编码习惯，优化直觉

最新推荐文章于 2022-11-13 11:45:27 发布

gentledongyanchao

最新推荐文章于 2022-11-13 11:45:27 发布

阅读量937

点赞数

分类专栏： Stories 文章标签：编程习惯技巧优化直觉参考模仿

本文链接：https://blog.csdn.net/gentledongyanchao/article/details/56835048

版权

Stories 专栏收录该内容

2 篇文章 0 订阅

订阅专栏

就像观察奥运会选手打乒乓球，

“顶尖水平”是一种参考，而不是模仿。

有人说打球要严格按照标准选手的动作打——在自己身上打出人家的影子。

借鉴对方的长处，来调整自己的打球策略——在人家身上找到自己的影子。

作为一个还有点追求的程序员，在编程实践中得来几点看法。就两点“编码习惯”和“优化直觉”，但本文有一个局限。

一、变量定义的越多，程序越好写

变量本质是内存中的一块区域，里面存储着某些值。在编程实践中，使用适当的变量，在适当的地方，存储适当的中间结果，有很多好处。比如省去重复计算，使程序流程清晰，易于表达，有时还是某些算法中的硬性需要。

1.以isPrime为例

bool isPrime(const int &x) {
	if(x<2)return false;
	if(x==2)return true;
	int bound = (int)sqrt(1.0*x) + 1;
	for (int i(2); i <= bound/*(int)sqrt(1.0*x) + 1*/; ++i)if (x%i == 0)return false;
	return true;
}//isPrime

在for循环中每次计算sqrt(1.0*x)+1，会很费时费力。采用bound暂存一下sqrt(1.0*x)+1的值，省去每次循环的重复计算。

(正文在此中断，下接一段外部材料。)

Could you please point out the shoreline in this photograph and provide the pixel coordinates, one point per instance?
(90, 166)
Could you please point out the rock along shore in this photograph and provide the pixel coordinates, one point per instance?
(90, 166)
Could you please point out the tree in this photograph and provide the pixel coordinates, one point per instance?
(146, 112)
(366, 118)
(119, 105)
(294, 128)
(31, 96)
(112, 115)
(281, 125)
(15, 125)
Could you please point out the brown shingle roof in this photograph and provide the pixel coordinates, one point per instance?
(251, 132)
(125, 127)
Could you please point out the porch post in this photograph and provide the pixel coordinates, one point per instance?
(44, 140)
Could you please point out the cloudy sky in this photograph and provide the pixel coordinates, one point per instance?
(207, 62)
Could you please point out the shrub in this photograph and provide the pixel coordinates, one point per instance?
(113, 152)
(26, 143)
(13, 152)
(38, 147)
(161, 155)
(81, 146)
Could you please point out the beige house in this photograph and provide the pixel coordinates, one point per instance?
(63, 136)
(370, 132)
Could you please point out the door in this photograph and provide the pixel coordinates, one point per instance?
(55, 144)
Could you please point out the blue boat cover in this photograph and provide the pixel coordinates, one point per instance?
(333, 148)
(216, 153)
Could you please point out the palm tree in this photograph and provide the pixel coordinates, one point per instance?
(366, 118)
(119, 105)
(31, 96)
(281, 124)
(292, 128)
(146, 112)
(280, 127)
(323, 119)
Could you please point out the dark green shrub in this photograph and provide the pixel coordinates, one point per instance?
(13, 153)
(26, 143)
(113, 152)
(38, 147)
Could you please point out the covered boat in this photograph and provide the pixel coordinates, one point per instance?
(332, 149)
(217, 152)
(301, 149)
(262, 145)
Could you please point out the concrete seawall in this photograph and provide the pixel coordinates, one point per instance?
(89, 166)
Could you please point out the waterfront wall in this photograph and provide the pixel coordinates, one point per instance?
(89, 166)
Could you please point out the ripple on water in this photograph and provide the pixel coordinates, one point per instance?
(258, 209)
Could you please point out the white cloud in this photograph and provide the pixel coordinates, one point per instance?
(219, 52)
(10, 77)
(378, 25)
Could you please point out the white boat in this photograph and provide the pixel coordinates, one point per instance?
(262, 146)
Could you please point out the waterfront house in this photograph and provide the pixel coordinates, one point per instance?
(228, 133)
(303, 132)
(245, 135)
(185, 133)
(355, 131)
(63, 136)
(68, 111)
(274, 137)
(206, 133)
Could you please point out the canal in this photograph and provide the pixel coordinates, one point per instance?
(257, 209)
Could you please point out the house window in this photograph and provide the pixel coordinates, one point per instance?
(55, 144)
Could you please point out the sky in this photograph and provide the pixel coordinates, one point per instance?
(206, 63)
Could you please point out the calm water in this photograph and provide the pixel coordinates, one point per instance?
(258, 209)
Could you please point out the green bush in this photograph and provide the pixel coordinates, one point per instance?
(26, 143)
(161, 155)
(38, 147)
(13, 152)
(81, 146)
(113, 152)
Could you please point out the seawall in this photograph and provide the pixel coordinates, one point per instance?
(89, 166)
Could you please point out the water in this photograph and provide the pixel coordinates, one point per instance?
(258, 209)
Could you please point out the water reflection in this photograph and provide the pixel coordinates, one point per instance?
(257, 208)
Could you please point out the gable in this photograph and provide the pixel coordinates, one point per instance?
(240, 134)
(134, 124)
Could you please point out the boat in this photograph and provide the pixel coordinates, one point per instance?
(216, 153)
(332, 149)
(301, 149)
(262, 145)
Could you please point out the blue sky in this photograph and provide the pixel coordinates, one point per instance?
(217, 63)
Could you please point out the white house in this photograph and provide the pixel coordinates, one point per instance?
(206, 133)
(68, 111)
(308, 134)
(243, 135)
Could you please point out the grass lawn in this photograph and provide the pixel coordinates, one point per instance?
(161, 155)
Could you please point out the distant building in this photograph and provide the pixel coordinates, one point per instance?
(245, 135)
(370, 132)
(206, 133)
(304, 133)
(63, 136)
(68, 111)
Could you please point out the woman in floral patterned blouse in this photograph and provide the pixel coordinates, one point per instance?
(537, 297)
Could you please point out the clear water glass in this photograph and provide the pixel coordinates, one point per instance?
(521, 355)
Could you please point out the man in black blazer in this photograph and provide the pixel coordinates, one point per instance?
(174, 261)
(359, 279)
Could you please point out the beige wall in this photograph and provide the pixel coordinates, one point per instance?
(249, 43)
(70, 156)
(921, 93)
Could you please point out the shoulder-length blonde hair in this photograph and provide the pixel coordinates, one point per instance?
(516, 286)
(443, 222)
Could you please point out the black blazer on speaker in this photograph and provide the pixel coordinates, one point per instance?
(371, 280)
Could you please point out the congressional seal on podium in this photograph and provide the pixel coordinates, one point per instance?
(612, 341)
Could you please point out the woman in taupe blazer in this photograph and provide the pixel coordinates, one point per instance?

尝试转换几次思考方向，避过sqrt。采用 i * i <= x 来判断会成立。

bool isPrime(const int &x) {

	......
	for (int i(2); i * i <= x; ++i)if (x%i == 0)return false;
	......
}//isPrime

照此发展， (int)pow(1.0*i,(double)i) <=x 来进一步替换，isPrime仍旧成立。

bool isPrime(const int &x) {
	......

	for (int i(2); (int)pow(1.0*i,(double)i) <= x; ++i)if (x%i == 0)return false;
	......
}//isPrime

最终使用myPow来代替系统函数pow，给出二分求幂的一般性代码（递归版）。

long long BPRecur(long long base, const int &exp) {
	if (exp == 0)return 1;
	long long tmp(BPRecur(base, exp >> 1));
	tmp *= tmp;
	return (exp & 1) ? base*tmp : tmp;
}//BPRecur
long long myPow(const int &a, const int &b) {
	long long base(a);
	int exp(b);
	//假定参数a，b合法，不同时为0,0
	if (base == 0 && exp == 0)return -1;//简单处置一下
	if (base == 0 || base == 1 || exp == 1)return base;
	long long tmp(BPRecur(base, exp >> 1));
	tmp *= tmp;
	return (exp & 1) ? base*tmp : tmp;
}//myPow
bool isPrime(const int &x) {
	if (x<2)return false;
	if (x == 2)return true;
	for (int i(2); (int)myPow(i, i) <= x; ++i) if (x%i == 0) return false;
	return true;
}//isPrime

核心函数BPRecur，利用tmp来暂存BPRecur(base,exp>>1)的值，然后将两值相乘。因为这两个值是相同的，没必要计算两次。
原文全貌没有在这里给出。